Il faut dire que chez les Pogba le foot est une affaire sérieuse. Les deux grands frères, Florentin et Mathias, sont également professionnels. Et les parents ont élevé leurs gamins « à l’africaine, de manière très droite », atteste Bijou Tati. La maman gérant le quotidien et le père, professeur en lycée technique, imposant de longues séances vidéo et des entraînements individualisés le samedi matin. « Mes enfants ont un défaut agréable : ils aiment encaisser les difficultés », confiait Fassou Antoine Pogba il y a peu. Manifestement, la méthode a payé…

Varane, le jeune homme plus que parfait

Au centre de préformation de Liévin, Alain Delory, son éducateur, l’avait surnommé la « machine à laver ». « On lui donnait un truc sale, il le rendait propre et brillant. » A 21 ans, Raphaël Varane, défenseur central de l’équipe de France et du Real Madrid, est un extraterrestre.

Techniquement, il sait tout faire : réception pied gauche, relance pied droit, but de la tête, ou l’inverse, plus proche de George Balanchine que du stoppeur de métier. Et, mentalement, c’est un roc. En témoignent sa récente finale de Ligue des Champions, ses cinq apparitions en bleu, toutes irréprochables, et son premier match tout court, à 17 ans à peine, sous les couleurs du RC Lens, dans l’antre de Bollaert.

Varane, à l’époque, arborait des tresses africaines, façon Steph de Monac période Mario Jutard, la seule excentricité qu’on lui connaisse. Depuis, les cheveux courts et vêtu de la panoplie immaculée des Merengues, il a pleinement pris conscience de son personnage : celui du beau et bon garçon, qui parle peu et s’impose par la seule force de son talent. Du centre de formation, proche du domicile familial, où il a passé un bac ES tout en négociant son transfert… avec Zinedine Zidane (conseiller sportif du club espagnol), au Real Madrid, où l’entraîneur José Mourinho a découvert un garçon et des parents – père aide-soignant, mère prof d’anglais – moins intéressés par le montant de ses émoluments que par le projet sportif.

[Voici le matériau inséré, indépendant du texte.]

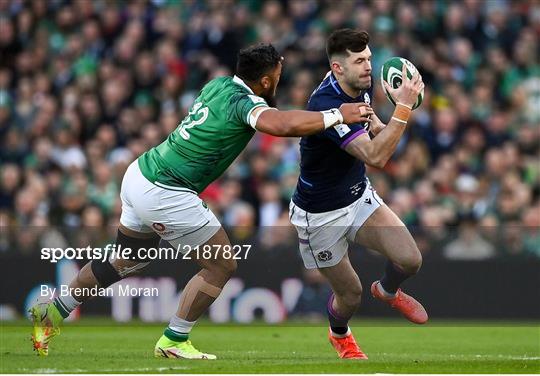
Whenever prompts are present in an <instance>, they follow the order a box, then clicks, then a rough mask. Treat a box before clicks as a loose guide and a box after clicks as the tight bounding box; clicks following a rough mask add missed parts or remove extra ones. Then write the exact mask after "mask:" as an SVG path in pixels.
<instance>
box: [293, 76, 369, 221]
mask: <svg viewBox="0 0 540 376" xmlns="http://www.w3.org/2000/svg"><path fill="white" fill-rule="evenodd" d="M371 98H372V89H371V88H369V89H368V90H366V91H362V92H361V93H360V95H359V96H358V97H356V98H351V97H350V96H348V95H347V94H345V92H344V91H343V90H342V89H341V87H340V86H339V84H338V82H337V80H336V78H335V77H334V75H333V74H332V73H329V74H328V75H327V76H326V77H325V79H324V80H323V81H322V82H321V84H320V85H319V87H318V88H317V89H315V91H314V92H313V94H311V97H310V99H309V102H308V106H307V109H308V110H310V111H324V110H329V109H331V108H339V106H341V105H342V104H343V103H351V102H365V103H367V104H370V103H371ZM364 133H367V131H366V130H365V129H364V124H361V123H356V124H341V125H339V126H336V127H333V128H328V129H326V130H325V131H323V132H321V133H318V134H314V135H311V136H306V137H302V139H301V141H300V154H301V162H300V177H299V179H298V183H297V185H296V191H295V192H294V195H293V198H292V200H293V202H294V204H295V205H297V206H299V207H300V208H302V209H303V210H305V211H307V212H308V213H323V212H327V211H332V210H336V209H340V208H343V207H345V206H348V205H350V204H352V203H353V202H354V201H356V200H358V199H359V198H360V197H361V196H362V193H363V191H364V189H365V184H366V183H365V181H366V166H365V164H364V162H362V161H361V160H358V159H356V158H355V157H353V156H352V155H350V154H349V153H347V152H346V151H345V147H346V146H347V145H348V144H349V143H350V142H351V141H352V140H354V139H355V138H356V137H358V136H360V135H362V134H364Z"/></svg>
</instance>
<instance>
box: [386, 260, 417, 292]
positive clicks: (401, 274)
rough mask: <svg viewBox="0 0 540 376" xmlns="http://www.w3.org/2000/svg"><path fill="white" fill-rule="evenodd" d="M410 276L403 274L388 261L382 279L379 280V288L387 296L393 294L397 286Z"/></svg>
mask: <svg viewBox="0 0 540 376" xmlns="http://www.w3.org/2000/svg"><path fill="white" fill-rule="evenodd" d="M410 276H411V275H410V274H405V273H404V272H403V271H402V270H401V269H400V268H399V267H398V266H397V265H395V264H394V263H393V262H391V261H390V260H388V261H387V262H386V268H385V272H384V275H383V277H382V278H381V281H380V283H381V287H382V288H383V289H384V291H386V292H387V293H389V294H395V293H396V292H397V289H398V288H399V286H400V285H401V284H402V283H403V281H405V280H406V279H407V278H409V277H410Z"/></svg>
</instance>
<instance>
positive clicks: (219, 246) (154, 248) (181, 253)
mask: <svg viewBox="0 0 540 376" xmlns="http://www.w3.org/2000/svg"><path fill="white" fill-rule="evenodd" d="M250 250H251V244H242V245H239V244H236V245H221V244H213V245H209V244H205V245H201V246H194V247H192V246H189V245H178V246H177V247H151V248H144V247H141V248H135V249H133V248H129V247H123V246H122V245H121V244H119V245H117V244H107V245H106V246H105V247H91V246H90V245H88V246H86V247H66V248H61V247H43V248H41V252H40V257H41V259H42V260H48V261H50V262H51V263H57V262H58V261H60V260H98V261H101V262H106V261H107V260H116V259H121V260H136V261H141V262H145V261H153V260H177V259H181V260H212V259H214V260H215V259H218V258H219V259H228V260H245V259H247V257H248V255H249V252H250Z"/></svg>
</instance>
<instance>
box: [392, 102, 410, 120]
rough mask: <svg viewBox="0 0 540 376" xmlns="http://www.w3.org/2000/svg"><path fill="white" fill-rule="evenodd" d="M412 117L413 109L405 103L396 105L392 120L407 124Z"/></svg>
mask: <svg viewBox="0 0 540 376" xmlns="http://www.w3.org/2000/svg"><path fill="white" fill-rule="evenodd" d="M410 115H411V108H410V107H409V106H407V105H405V104H403V103H398V104H397V105H396V109H395V110H394V114H393V115H392V119H393V120H395V121H397V122H399V123H401V124H407V120H409V116H410Z"/></svg>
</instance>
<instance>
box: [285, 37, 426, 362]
mask: <svg viewBox="0 0 540 376" xmlns="http://www.w3.org/2000/svg"><path fill="white" fill-rule="evenodd" d="M368 42H369V35H368V33H366V32H364V31H356V30H351V29H341V30H337V31H335V32H334V33H332V34H331V35H330V37H329V38H328V41H327V46H326V51H327V54H328V59H329V62H330V68H331V71H330V72H329V73H328V74H327V75H326V77H325V79H324V80H323V81H322V83H321V84H320V85H319V87H318V88H317V89H315V91H314V92H313V94H312V95H311V98H310V99H309V103H308V110H311V111H321V110H328V109H331V108H336V107H339V106H340V105H341V104H342V103H349V102H365V103H370V102H371V99H372V77H371V74H372V71H371V51H370V49H369V47H368ZM403 77H404V78H403V83H402V85H401V86H400V87H399V88H397V89H392V88H391V87H390V86H389V85H386V88H387V90H388V91H389V93H390V95H391V96H392V98H393V99H394V101H395V103H396V108H395V111H394V113H393V115H392V118H391V119H390V121H389V122H388V124H383V123H382V122H381V120H380V119H379V118H378V117H377V116H376V115H372V116H371V123H365V124H342V125H338V126H336V127H334V128H329V129H327V130H325V131H323V132H321V133H318V134H314V135H311V136H305V137H302V140H301V142H300V152H301V168H300V177H299V179H298V184H297V187H296V191H295V193H294V195H293V198H292V201H291V204H290V218H291V222H292V223H293V225H294V226H295V227H296V229H297V231H298V236H299V243H300V253H301V255H302V259H303V261H304V265H305V267H306V268H308V269H312V268H318V269H319V270H320V272H321V273H322V274H323V275H324V277H325V278H326V279H327V280H328V281H329V283H330V285H331V287H332V291H333V294H332V295H331V296H330V299H329V301H328V309H327V311H328V319H329V322H330V329H329V339H330V342H331V344H332V345H333V346H334V348H335V349H336V351H337V352H338V355H339V356H340V357H341V358H345V359H367V356H366V355H365V354H364V353H363V352H362V350H361V349H360V347H359V346H358V345H357V343H356V341H355V339H354V337H353V335H352V333H351V330H350V328H349V326H348V321H349V319H350V318H351V317H352V315H353V313H354V312H355V311H356V309H357V308H358V306H359V304H360V297H361V294H362V286H361V284H360V279H359V278H358V275H357V274H356V272H355V270H354V269H353V267H352V266H351V263H350V261H349V257H348V254H347V250H348V242H347V241H348V240H349V241H352V242H355V243H357V244H360V245H363V246H365V247H367V248H370V249H374V250H376V251H378V252H380V253H381V254H383V255H384V256H386V257H387V259H388V261H387V264H386V268H385V272H384V275H383V276H382V278H381V279H380V280H378V281H375V282H373V284H372V285H371V293H372V295H373V296H374V297H375V298H377V299H379V300H382V301H384V302H386V303H388V304H389V305H390V306H391V307H392V308H394V309H396V310H398V311H399V312H400V313H401V314H402V315H403V316H405V317H406V318H407V319H408V320H410V321H412V322H414V323H417V324H423V323H425V322H426V321H427V319H428V316H427V313H426V311H425V309H424V307H422V305H421V304H420V303H419V302H418V301H416V300H415V299H414V298H412V297H411V296H409V295H407V294H405V293H404V292H403V291H402V290H401V289H400V288H399V286H400V285H401V283H402V282H403V281H405V280H406V279H407V278H410V277H411V276H413V275H414V274H416V273H417V272H418V270H419V269H420V266H421V264H422V256H421V254H420V251H419V250H418V247H417V246H416V243H415V241H414V239H413V238H412V236H411V234H410V233H409V231H408V230H407V228H406V227H405V225H404V224H403V222H402V221H401V220H400V219H399V218H398V217H397V215H396V214H394V212H392V210H391V209H390V208H389V207H388V206H386V205H385V204H384V202H383V201H382V199H381V198H380V197H379V196H378V195H377V193H376V192H375V190H374V189H373V187H372V186H371V185H370V182H369V180H368V179H367V177H366V164H367V165H370V166H374V167H378V168H382V167H383V166H384V165H385V164H386V162H387V161H388V160H389V159H390V157H391V156H392V154H393V153H394V150H395V149H396V146H397V144H398V142H399V140H400V138H401V136H402V134H403V132H404V131H405V127H406V125H407V121H408V118H409V116H410V113H411V108H412V106H413V104H414V103H415V102H416V100H417V97H418V94H419V93H420V92H421V91H422V90H423V88H424V83H423V82H422V78H421V76H420V75H419V74H418V73H416V74H415V75H414V76H413V77H412V78H411V79H408V78H407V76H406V74H405V66H404V71H403ZM368 128H369V129H368ZM369 132H371V133H372V136H373V137H370V135H369Z"/></svg>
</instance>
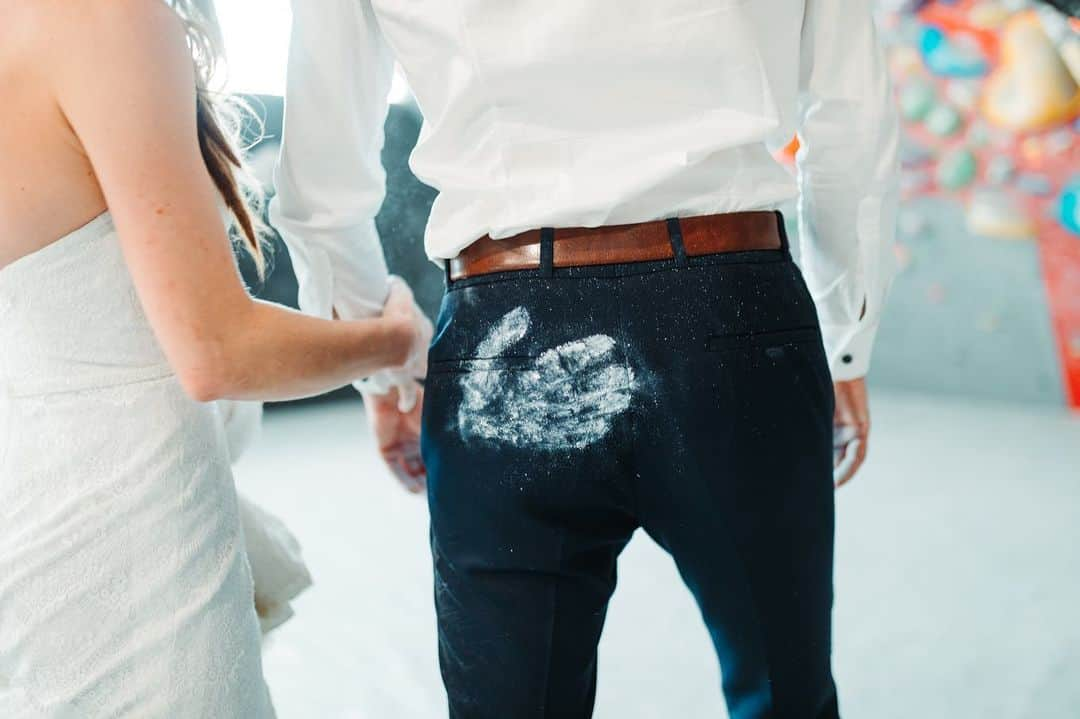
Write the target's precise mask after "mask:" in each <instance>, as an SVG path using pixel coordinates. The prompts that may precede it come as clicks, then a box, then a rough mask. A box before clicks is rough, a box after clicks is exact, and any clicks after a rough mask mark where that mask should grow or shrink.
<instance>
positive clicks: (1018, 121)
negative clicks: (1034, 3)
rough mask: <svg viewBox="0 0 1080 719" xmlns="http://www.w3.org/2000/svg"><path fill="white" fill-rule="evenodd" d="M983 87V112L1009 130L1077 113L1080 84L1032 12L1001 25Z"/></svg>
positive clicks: (1070, 119)
mask: <svg viewBox="0 0 1080 719" xmlns="http://www.w3.org/2000/svg"><path fill="white" fill-rule="evenodd" d="M985 90H986V92H985V94H984V95H983V103H982V105H983V112H984V114H985V116H986V118H987V119H988V120H989V121H990V122H994V123H995V124H998V125H1001V126H1003V127H1009V128H1011V130H1016V131H1035V130H1041V128H1044V127H1051V126H1053V125H1057V124H1059V123H1063V122H1068V121H1070V120H1071V119H1074V118H1075V117H1076V114H1077V112H1080V87H1078V86H1077V82H1076V80H1074V79H1072V76H1071V74H1070V73H1069V70H1068V68H1067V67H1066V66H1065V63H1064V62H1063V60H1062V57H1061V55H1059V54H1058V53H1057V50H1056V49H1055V48H1054V45H1053V43H1052V42H1051V41H1050V38H1049V37H1047V33H1045V32H1044V31H1043V29H1042V26H1041V25H1040V24H1039V21H1038V17H1037V16H1036V15H1035V14H1034V13H1023V14H1020V15H1016V16H1015V17H1013V18H1012V19H1011V21H1010V22H1009V23H1008V25H1007V26H1005V30H1004V33H1003V38H1002V46H1001V64H1000V66H999V67H998V69H997V70H995V72H994V73H993V74H991V76H990V78H989V79H988V80H987V81H986V89H985Z"/></svg>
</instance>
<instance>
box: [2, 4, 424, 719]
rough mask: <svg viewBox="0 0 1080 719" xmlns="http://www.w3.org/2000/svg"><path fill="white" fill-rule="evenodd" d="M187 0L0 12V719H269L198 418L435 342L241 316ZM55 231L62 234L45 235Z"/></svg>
mask: <svg viewBox="0 0 1080 719" xmlns="http://www.w3.org/2000/svg"><path fill="white" fill-rule="evenodd" d="M207 15H210V14H208V13H206V14H202V13H198V12H197V10H195V6H194V5H193V4H192V0H172V1H171V2H167V3H163V2H161V0H86V1H84V2H70V1H69V0H38V1H36V2H21V1H13V2H8V1H2V0H0V96H2V97H3V98H4V109H3V121H2V122H0V158H2V160H0V716H2V717H5V718H12V719H14V718H19V719H22V718H35V719H38V718H42V717H50V718H52V717H56V718H60V717H64V718H67V717H118V716H138V717H180V718H197V717H222V718H231V717H243V718H244V719H259V718H265V717H272V716H273V709H272V706H271V703H270V698H269V694H268V692H267V688H266V686H265V683H264V680H262V676H261V666H260V659H259V624H258V620H257V618H256V613H255V608H254V605H253V597H252V578H251V569H249V566H248V562H247V559H246V557H245V552H244V542H243V537H242V534H241V530H240V520H239V516H238V514H239V510H238V502H237V496H235V490H234V488H233V484H232V476H231V475H230V471H229V461H228V460H229V457H228V451H227V449H226V445H225V437H224V432H222V426H221V422H220V420H219V418H218V417H217V413H216V411H217V410H216V409H215V406H214V405H213V404H211V403H210V401H214V399H219V398H231V399H284V398H292V397H300V396H305V395H311V394H314V393H320V392H323V391H325V390H328V389H330V388H334V386H337V385H341V384H346V383H348V382H350V381H353V380H355V379H357V378H361V377H364V376H368V375H370V374H373V372H376V371H379V370H382V369H387V368H402V367H406V368H408V369H411V370H414V371H415V370H418V369H422V367H421V365H422V355H423V351H424V345H426V344H427V339H428V334H429V333H430V325H429V324H428V323H427V322H426V321H423V320H422V318H421V315H420V313H419V311H418V310H417V309H416V306H415V303H414V301H413V297H411V294H410V293H409V290H408V289H407V287H406V286H405V285H404V284H403V283H400V282H394V283H392V286H391V287H390V288H389V290H388V300H387V303H386V308H384V311H383V313H382V316H381V317H379V318H373V320H366V321H357V322H333V321H323V320H316V318H313V317H307V316H303V315H300V314H299V313H295V312H292V311H289V310H287V309H285V308H281V307H276V306H273V304H268V303H262V302H258V301H255V300H253V299H251V298H249V297H248V295H247V293H246V291H245V289H244V287H243V285H242V283H241V280H240V277H239V274H238V271H237V268H235V264H234V258H233V256H232V254H231V248H230V244H229V240H228V234H227V232H226V228H225V227H224V225H222V222H221V213H222V209H224V208H227V209H228V213H229V215H230V216H231V220H232V221H233V223H234V225H235V226H237V228H238V230H239V232H238V233H239V234H240V236H242V239H243V241H244V245H245V247H246V249H247V252H248V253H251V255H252V256H253V257H254V258H255V259H256V261H257V262H261V258H262V255H261V249H260V243H259V225H258V222H257V220H256V215H255V214H253V212H252V209H249V208H248V205H247V204H246V202H245V199H244V198H245V193H244V192H243V190H242V188H241V185H240V184H239V181H238V178H239V177H240V174H241V173H240V171H241V167H240V163H239V161H238V155H237V153H235V151H234V150H233V145H232V143H231V140H230V136H229V133H228V132H226V128H225V126H224V124H222V123H221V122H219V120H218V118H219V117H220V116H219V113H218V111H217V108H216V107H215V104H214V101H213V98H212V95H211V94H210V93H208V92H207V91H206V83H207V81H208V79H210V76H211V72H212V67H213V60H214V59H215V53H214V52H213V48H212V43H211V42H210V39H211V38H213V37H214V35H215V33H214V31H213V29H212V28H207V27H206V26H204V25H202V24H201V23H200V21H201V19H205V17H206V16H207ZM57 238H58V239H57Z"/></svg>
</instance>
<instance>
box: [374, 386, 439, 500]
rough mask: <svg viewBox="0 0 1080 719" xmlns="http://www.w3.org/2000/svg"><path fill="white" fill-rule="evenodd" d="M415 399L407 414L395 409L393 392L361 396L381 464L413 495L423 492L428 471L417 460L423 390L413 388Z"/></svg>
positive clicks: (418, 452) (396, 395)
mask: <svg viewBox="0 0 1080 719" xmlns="http://www.w3.org/2000/svg"><path fill="white" fill-rule="evenodd" d="M416 395H417V396H416V399H417V402H416V403H415V404H414V406H413V407H411V409H409V411H407V412H403V411H401V409H400V408H399V396H397V389H396V388H395V389H392V390H390V392H388V393H387V394H365V395H364V407H365V409H366V410H367V421H368V423H369V424H370V425H372V433H373V435H374V436H375V442H376V445H377V447H378V448H379V453H380V455H381V456H382V460H383V461H384V462H386V463H387V466H388V467H390V472H391V473H392V474H393V475H394V476H395V477H397V480H399V481H401V483H402V485H404V487H405V489H407V490H408V491H410V492H413V493H414V494H420V493H423V491H424V489H426V488H427V480H428V471H427V470H426V469H424V466H423V460H422V459H420V408H421V407H422V406H423V389H422V388H420V386H419V385H416Z"/></svg>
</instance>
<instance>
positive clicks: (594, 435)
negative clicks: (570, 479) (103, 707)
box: [458, 307, 636, 451]
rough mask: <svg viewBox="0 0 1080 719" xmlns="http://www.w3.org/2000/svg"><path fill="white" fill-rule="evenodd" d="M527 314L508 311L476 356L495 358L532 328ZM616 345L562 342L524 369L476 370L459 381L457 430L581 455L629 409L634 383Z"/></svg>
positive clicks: (528, 448) (609, 343) (603, 433)
mask: <svg viewBox="0 0 1080 719" xmlns="http://www.w3.org/2000/svg"><path fill="white" fill-rule="evenodd" d="M529 325H530V320H529V313H528V312H527V311H526V310H525V308H522V307H519V308H517V309H515V310H512V311H511V312H509V313H507V314H505V315H504V316H503V317H502V318H501V320H500V321H499V322H498V323H497V324H496V325H495V326H494V327H492V328H491V330H490V331H488V334H487V336H486V337H485V338H484V340H483V341H482V342H481V343H480V347H478V348H477V351H476V355H477V356H478V357H481V358H483V360H497V358H499V357H501V356H504V353H505V352H507V351H508V350H510V349H511V348H512V347H513V345H514V344H516V343H517V342H519V341H521V340H522V339H523V338H524V337H525V335H526V334H527V333H528V330H529ZM615 348H616V342H615V340H613V339H611V338H610V337H608V336H607V335H592V336H590V337H585V338H583V339H580V340H575V341H572V342H567V343H565V344H559V345H558V347H555V348H552V349H550V350H546V351H544V352H543V353H542V354H540V356H539V357H536V358H535V360H532V361H531V362H530V363H529V364H528V365H527V366H525V367H515V368H513V369H476V370H473V371H470V372H468V374H465V375H464V376H462V378H461V380H460V381H461V390H462V393H463V397H462V402H461V406H460V407H459V409H458V426H459V429H460V432H461V435H462V437H463V438H465V439H484V440H489V442H494V443H497V444H500V445H509V446H512V447H517V448H523V449H525V448H527V449H537V450H546V451H552V450H565V449H580V448H582V447H586V446H589V445H591V444H593V443H595V442H598V440H599V439H602V438H604V437H605V436H606V435H607V434H608V433H609V432H610V431H611V426H612V421H613V420H615V418H616V417H618V416H619V415H621V413H622V412H624V411H626V409H627V408H629V407H630V403H631V401H632V399H633V396H634V391H635V389H636V380H635V377H634V372H633V370H632V369H631V368H630V367H627V366H625V365H624V364H621V363H619V362H618V361H617V360H616V357H615Z"/></svg>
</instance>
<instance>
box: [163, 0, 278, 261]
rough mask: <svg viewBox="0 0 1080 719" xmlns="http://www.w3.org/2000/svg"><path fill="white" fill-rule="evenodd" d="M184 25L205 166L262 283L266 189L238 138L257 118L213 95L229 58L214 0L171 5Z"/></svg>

Un pari risqué ? « De toute façon, même s’il n’avait pas joué, Raphaël aurait été ravi de s’entraîner avec les meilleurs joueurs du monde, assure Alain Delory. Pour lui, l’entraînement est une fin en soi, et le match n’est que l’aboutissement de ce qu’il réalise par ailleurs. » « Curiosité intellectuelle », « sens du collectif », « sérénité », « qualité d’écoute »… L’élève Varane, à en croire ses entraîneurs, aurait toutes les qualités. Et même celle de les cacher.

« Il y avait bien quelques moqueries au centre : ‘Qui c’est qu’a bien fait ? – C’est Raphaël’, se remémore Delory, mais il a toujours eu l’intelligence de ne pas trop se mettre en avant. » D’ailleurs, au RC Lens, l’entraîneur de la réserve, Olivier Bijotat, en avait fait son capitaine, malgré son jeune âge, sans que cela suscite un mouvement d’humeur chez ses coéquipiers.